$\overline{V(I)-V(J)}=V(\bigcup_{n=1}^{\infty}I\colon J^n)$

Question

Is it true that $\overline{V(I)-V(J)}=V\left(\bigcup_{n=1}^\infty I\colon J^n\right)$? If not, is it true for noetherian rings?

Answer 1

I assume that $I,J$ are ideals of a commutative ring $R$?

After replacing $R$ by $R/I$ we may clearly assume that $I=0$, so that $0:J^n=\mathrm{Ann}(J^n)$.

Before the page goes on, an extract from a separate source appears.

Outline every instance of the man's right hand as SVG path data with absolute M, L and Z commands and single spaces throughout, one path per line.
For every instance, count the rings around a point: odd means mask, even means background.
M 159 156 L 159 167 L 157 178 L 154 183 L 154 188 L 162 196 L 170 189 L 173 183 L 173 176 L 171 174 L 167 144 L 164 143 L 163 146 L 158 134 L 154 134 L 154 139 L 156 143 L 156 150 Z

Let $I \subseteq R$ be an ideal. Then the following are equivalent:

$\overline{\mathrm{Spec}(R) \setminus V(J)} \subseteq V(I)\\ \mathrm{Spec}(R) \setminus V(J) \subseteq V(I)\\ V(J) \cup V(I)=\mathrm{Spec}(R)\\ IJ \subseteq \sqrt{0}\\I \subseteq (\sqrt{0}:J) \\ V(\sqrt{0}:J) \subseteq V(I)$

We have used here that $(\sqrt{0}:J)$ is a radical ideal, which is easy to prove. This proves $$\overline{\mathrm{Spec}(R) \setminus V(J)} = V\bigl((\sqrt{0}:J)\bigr)$$

We always have $(\sqrt{0}:J) \supseteq \sqrt{\bigcup_{n \geq 1} \mathrm{Ann}(J^n)}$, and the converse inclusion holds when $J$ is finitely generated (this is easy to check). In general we won't have equality.